Former Pennsylvania Senator Rick Santorum left the U.S. presidential race on Tuesday, effectively conceding the Republican Party presidential nomination to former Massachusetts Governor Mitt Romney.
Santorum emerged from relative obscurity in early January to win the first test of the Republican Party primary season, the Iowa caucuses. He also won contests in several southern states, but never could overcome Mitt Romney’s huge advantage in fundraising and campaign organization.
Surrounded by family members, Rick Santorum told reporters in Gettysburg, Pennsylvania that after much discussion and reflection in recent days, he has decided to end his quest for the Republican Party presidential nomination. “And we made a decision over the weekend that while this presidential race for us is over for me and we will suspend our campaign effective today, we are not done fighting," he said.
The frontrunner for the Republican nomination, Mitt Romney, issued a written statement calling Santorum "an able and worthy competitor" and congratulating him on the campaign he ran.
Romney has more than half the 1,144 delegates needed to secure the Republican presidential nomination. And Santorum’s decision to end his campaign clears the way for Romney to officially become the likely Republican nominee at the party's national nominating convention in Tampa, Florida in late August.
Santorum won the support of evangelical Christian voters during the primaries and he presented himself as the conservative alternative to Romney.
Santorum did not specifically endorse Romney, but he pledged to work to deny President Obama a second term in office. “We are going to continue to go out there and fight to make sure that we defeat President Barack Obama, that we win the House [of Representatives] back and that we take the United States Senate, and we stand for the values that make us Americans, that make us the greatest country in the world, that shining city on the hill," he said.
Former U.S. House Speaker Newt Gingrich and Texas Representative Ron Paul remain in the Republican race with Romney. But Paul has won few delegates and Gingrich all but conceded on Fox News Sunday that Romney will be the party's nominee. “I think you have to be realistic. Given the size of his organization and given the number of primaries he has won, he is far and away the most likely Republican nominee," he said.
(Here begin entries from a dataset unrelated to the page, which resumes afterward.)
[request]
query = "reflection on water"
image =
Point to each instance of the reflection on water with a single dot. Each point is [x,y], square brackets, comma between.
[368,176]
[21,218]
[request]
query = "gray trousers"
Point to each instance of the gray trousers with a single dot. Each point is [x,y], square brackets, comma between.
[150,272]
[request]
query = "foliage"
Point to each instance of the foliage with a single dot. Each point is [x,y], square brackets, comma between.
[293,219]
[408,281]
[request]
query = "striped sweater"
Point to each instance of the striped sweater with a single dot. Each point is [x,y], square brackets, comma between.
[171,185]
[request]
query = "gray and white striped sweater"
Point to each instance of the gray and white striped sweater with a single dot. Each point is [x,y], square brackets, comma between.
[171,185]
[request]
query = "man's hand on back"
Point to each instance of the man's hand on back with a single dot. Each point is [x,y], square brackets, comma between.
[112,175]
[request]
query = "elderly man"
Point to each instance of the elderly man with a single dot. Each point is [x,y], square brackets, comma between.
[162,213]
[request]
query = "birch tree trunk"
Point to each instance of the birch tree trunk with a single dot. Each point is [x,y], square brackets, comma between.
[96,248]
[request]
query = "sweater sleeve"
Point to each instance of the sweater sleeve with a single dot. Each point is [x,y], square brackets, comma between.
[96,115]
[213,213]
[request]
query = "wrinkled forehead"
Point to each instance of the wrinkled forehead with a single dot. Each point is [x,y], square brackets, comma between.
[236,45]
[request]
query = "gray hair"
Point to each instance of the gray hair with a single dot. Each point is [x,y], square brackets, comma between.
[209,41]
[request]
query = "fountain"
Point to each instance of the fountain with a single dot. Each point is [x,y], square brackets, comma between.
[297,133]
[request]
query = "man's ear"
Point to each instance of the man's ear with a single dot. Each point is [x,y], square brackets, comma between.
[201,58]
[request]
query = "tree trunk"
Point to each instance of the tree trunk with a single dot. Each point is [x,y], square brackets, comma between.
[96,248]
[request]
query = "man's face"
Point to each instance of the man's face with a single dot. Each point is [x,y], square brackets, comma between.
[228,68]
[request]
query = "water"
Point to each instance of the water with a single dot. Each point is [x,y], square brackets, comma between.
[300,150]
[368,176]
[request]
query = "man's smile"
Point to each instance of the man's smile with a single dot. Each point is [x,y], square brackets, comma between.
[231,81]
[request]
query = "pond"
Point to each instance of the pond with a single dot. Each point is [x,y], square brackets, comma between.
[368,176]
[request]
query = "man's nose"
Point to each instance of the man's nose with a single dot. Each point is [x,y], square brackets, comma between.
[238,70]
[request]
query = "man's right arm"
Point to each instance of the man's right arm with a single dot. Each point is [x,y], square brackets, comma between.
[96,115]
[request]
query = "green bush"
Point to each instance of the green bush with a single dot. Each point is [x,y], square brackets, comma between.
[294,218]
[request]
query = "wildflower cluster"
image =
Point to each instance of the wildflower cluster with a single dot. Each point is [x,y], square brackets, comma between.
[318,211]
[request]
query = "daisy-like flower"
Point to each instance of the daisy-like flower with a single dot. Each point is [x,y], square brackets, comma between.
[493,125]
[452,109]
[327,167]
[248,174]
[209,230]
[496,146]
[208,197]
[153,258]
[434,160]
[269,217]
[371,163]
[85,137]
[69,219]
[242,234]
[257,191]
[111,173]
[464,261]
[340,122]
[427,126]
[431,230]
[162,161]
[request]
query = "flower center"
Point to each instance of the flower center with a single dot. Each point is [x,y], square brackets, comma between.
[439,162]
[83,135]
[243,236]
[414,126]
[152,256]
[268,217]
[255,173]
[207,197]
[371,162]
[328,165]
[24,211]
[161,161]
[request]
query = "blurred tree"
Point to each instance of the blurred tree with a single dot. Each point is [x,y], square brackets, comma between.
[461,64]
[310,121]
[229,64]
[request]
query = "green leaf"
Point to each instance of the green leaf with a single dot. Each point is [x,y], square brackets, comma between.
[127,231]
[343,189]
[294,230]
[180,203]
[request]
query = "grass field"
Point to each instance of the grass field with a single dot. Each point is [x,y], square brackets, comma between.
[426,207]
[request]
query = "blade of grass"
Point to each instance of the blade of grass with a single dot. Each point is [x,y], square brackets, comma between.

Santorum’s departure from the race will allow Romney to focus most of his attention on a general election campaign against President Obama, where the latest public opinion surveys suggest he has work to do.
The latest Washington Post-ABC News poll shows the president leading Romney by a margin of 51 to 44 percent.
Quinnipiac University pollster Peter Brown says that Mr. Obama has large advantages among women and Hispanic voters. “The president has large majorities among women voters and is basically breaking even among men. That is the recipe for a Democratic success, if that pattern holds," he said.
But the Post-ABC poll also found lingering concerns about the president’s handling of the domestic economy, and that the economy and jobs remain the top priorities for voters heading into the November election.